4) Only a God can save us.

When asked whether any philosophy or human action could change the fate spun in the 20th century, Heidegger famously remarked nur noch ein Gott kann uns retten [only a God can save us]:

If I may answer briefly, and perhaps clumsily, but after long reflection: philosophy will be unable to effect any immediate change in the current state of the world. This is true not only of philosophy but of all purely human reflection and endeavor. Only a god can save us. The only possibility available to us is that by thinking and poetizing we prepare a readiness for the appearance of a god, or for the absence of a god in [our] decline, insofar as in view of the absent god we are in a state of decline.[2]

Ultimately, we can do nothing to reverse the fate that has taken hold of our culture other than ready ourselves for the coming (or non-coming) of a God.

This same principle is at work in the Odyssey. Odysseus’ homecoming and the restoration of  Ithica ultimately depend upon the intervention of the gods. Athena herself tells this to Telemachus in the guise of Mentes:

I wish that such an Odysseus would come now among the suitors. They all would find death was quick, and marriage a painful matter. Yet all these are things that are lying upon the gods’ knees: whether he will come home to his vengeance, here in his household, or whether he will not I. 267-269

The action throughout the Odyssey is dependent on the intervention of the gods. The story begins on Olympus with Athena pleading for Odysseus’ return and reminding the other gods to bring Odysseus home. It is only because the gods send Hermes to command Kalypso to release Odysseus that he is can begin his journey home. Likewise, it is Athena who appears to Telemachus and advises him to call the assembly and go out in search of his father. She protects him and Odysseus from the suitors’ attempts on their lives, and even battles beside them in the great hall.  And it is her intervention that stops Ithica from descending into civil war. When the villagers seek revenge against Odysseus’ family for the death of the suitors, Athena both aids Odysseus in battle and tells him when to relent.

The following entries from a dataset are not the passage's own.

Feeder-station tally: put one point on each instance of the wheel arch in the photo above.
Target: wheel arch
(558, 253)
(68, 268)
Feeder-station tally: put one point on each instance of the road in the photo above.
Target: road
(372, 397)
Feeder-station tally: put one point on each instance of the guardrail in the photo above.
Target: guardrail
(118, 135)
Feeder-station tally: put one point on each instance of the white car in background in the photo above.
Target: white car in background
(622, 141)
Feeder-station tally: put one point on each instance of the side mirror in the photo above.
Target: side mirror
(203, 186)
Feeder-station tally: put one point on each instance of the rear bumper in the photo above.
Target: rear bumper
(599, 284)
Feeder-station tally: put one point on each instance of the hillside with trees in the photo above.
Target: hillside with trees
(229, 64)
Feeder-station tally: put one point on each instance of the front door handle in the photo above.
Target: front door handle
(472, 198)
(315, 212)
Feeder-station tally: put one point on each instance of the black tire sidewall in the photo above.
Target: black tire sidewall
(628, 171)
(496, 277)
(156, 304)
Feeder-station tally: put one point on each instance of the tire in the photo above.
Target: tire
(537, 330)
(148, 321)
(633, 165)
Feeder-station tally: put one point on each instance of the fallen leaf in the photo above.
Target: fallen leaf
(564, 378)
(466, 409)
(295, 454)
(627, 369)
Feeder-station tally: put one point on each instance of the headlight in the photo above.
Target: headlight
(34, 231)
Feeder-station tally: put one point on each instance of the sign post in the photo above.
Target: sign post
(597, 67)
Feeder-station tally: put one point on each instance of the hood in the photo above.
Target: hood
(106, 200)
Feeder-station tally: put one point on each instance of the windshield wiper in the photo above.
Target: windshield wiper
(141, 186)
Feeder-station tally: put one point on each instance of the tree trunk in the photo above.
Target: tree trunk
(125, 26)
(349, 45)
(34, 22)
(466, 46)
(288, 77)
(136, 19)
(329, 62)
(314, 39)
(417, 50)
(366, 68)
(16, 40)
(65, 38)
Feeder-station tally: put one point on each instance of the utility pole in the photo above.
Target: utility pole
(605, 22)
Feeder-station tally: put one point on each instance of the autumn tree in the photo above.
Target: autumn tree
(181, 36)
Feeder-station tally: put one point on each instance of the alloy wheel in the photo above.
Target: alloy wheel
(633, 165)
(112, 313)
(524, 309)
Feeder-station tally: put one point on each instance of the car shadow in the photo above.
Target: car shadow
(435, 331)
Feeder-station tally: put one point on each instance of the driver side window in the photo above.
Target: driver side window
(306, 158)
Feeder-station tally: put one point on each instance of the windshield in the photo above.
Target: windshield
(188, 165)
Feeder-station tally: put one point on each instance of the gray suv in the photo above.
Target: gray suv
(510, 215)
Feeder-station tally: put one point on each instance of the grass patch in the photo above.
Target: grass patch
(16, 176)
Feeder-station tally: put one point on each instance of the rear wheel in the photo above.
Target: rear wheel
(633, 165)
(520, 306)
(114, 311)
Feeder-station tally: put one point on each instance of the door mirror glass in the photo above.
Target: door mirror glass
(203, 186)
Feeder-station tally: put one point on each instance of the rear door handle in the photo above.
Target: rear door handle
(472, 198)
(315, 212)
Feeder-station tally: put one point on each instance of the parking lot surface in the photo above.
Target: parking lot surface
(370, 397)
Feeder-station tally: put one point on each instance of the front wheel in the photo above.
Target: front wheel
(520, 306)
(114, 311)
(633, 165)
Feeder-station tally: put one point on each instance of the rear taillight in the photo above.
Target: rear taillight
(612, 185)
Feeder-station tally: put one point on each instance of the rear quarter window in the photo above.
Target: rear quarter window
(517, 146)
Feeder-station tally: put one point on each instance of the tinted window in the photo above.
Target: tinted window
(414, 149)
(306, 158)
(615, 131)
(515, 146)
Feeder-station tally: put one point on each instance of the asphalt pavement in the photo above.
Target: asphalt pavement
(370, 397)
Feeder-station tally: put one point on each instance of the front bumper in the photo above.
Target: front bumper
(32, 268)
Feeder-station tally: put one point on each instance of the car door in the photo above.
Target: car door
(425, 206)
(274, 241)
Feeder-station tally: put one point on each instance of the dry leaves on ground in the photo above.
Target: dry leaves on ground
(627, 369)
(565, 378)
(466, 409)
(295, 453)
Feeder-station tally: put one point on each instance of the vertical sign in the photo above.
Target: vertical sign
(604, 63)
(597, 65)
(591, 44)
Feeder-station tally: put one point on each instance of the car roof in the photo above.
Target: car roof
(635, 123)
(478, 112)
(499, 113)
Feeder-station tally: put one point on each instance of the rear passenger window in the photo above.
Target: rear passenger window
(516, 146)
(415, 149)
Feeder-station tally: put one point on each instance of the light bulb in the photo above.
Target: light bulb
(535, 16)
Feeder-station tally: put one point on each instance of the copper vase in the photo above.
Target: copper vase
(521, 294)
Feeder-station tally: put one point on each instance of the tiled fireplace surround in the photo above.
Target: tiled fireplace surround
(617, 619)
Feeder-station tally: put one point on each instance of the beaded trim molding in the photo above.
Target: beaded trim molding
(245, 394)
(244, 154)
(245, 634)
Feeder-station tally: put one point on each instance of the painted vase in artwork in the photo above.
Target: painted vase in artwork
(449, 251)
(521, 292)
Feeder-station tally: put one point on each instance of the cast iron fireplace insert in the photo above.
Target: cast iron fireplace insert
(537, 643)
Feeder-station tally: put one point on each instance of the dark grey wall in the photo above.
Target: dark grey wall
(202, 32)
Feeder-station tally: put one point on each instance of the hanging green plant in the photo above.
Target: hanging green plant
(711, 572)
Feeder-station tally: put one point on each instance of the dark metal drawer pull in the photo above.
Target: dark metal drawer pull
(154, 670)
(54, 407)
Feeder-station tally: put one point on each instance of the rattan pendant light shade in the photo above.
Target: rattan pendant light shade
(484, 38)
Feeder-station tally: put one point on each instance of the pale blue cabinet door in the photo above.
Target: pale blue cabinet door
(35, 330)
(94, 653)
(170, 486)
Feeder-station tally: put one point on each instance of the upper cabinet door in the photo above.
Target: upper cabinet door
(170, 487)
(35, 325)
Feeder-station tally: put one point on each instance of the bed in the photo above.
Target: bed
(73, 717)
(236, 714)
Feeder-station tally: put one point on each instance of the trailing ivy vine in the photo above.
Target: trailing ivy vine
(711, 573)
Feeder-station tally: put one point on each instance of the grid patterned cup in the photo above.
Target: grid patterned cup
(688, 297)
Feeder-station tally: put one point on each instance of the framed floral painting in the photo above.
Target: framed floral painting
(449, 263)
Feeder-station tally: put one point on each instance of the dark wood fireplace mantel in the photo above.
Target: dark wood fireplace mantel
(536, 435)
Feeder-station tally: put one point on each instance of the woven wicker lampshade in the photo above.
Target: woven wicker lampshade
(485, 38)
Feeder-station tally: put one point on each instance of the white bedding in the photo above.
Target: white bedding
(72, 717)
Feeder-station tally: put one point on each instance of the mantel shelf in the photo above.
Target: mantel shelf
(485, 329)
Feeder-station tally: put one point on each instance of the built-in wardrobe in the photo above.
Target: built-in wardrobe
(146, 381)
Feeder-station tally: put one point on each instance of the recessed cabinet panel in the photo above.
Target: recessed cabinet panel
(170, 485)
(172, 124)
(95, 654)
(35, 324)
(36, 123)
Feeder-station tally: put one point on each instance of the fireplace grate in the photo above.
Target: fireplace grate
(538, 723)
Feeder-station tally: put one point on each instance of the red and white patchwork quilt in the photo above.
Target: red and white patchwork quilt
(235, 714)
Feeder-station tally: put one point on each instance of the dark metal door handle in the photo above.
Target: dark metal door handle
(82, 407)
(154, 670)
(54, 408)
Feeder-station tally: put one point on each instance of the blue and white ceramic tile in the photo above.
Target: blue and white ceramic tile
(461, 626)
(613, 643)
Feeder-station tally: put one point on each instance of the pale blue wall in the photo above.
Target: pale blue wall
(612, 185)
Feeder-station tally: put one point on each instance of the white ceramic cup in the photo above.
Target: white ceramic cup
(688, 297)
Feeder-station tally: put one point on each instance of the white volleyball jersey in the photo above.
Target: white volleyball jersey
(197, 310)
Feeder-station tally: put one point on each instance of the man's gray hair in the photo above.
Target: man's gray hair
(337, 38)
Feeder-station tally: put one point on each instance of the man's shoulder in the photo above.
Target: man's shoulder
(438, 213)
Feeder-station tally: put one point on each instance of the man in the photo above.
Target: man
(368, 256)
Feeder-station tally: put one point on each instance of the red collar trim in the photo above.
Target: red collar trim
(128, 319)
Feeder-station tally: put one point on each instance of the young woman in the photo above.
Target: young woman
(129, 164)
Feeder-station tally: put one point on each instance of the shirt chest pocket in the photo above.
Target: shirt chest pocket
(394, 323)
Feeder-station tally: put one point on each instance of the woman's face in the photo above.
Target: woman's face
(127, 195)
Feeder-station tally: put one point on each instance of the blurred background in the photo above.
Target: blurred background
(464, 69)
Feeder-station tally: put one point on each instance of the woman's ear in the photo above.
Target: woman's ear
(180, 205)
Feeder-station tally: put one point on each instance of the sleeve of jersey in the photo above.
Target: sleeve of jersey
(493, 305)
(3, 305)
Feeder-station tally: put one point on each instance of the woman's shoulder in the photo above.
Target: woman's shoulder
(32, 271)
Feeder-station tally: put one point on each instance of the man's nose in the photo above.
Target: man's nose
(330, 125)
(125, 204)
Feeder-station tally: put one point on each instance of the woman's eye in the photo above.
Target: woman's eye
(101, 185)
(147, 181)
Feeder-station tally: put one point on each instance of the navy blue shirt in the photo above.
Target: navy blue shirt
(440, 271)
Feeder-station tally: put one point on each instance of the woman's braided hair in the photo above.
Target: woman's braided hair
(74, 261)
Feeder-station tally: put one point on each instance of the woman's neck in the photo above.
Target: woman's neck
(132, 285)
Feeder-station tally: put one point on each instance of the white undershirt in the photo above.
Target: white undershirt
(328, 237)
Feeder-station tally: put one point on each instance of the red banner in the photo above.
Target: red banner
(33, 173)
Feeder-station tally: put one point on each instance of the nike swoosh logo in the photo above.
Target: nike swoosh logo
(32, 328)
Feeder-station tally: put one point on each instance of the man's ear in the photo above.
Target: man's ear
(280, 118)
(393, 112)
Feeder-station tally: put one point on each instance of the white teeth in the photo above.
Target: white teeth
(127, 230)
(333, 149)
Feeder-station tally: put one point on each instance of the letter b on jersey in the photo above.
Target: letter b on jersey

And now they would have killed them all, and given none of them homecoming, had not Athene, daughter of Zeus of the aegis cried out in a great voice and held back all the company: ‘Hold back, men of Ithaka, from the wearisome fighting, so that most soon, and without blood, you can settle everything.’ So spoke Athene, and the green fear took hold of them, and in their terror they let fall from their hands their weapons, which fell all on the ground at the cry of the goddess speaking. Striving to save their lives, they turned in flight toward the city. With a terrible cry, much-enduring Odysseus, gathering himself together, made a swoop, like a high-flown eagle. But the son of Kronos then threw down a smoky thunderbolt, which fell in front of the gray-eyed daughter of the great father. Then the gray eyed goddess Athene said to Odysseus: ‘Son of Laertes and seed of Zeus, resourceful Odysseus, hold hard, stop this quarrel in closing combat, for fear Zeus of the wide brows, son of Kronos, may be angry with you.’ So spoke Athene, and with happy heart he obeyed her. And pledges for the days to come, sworn to by both sides, were settled by Pallas Athene, daughter of Zeus of the aegis, who had likened herself in appearance and voice to Mentor. XXIV.527-547.

Our plight too depends upon the gods. If we are to succeed in taking back the humanities, the heavens must smile upon us. Let us pray they will. May we watch, wait, and hope to one day, like Odysseus, be happy of heart at our homecoming.

Peter Yong, Ph.D.

[1] The text from Lattimore’s translation of the Odyssey is used throughout. New York: Harper. 1965.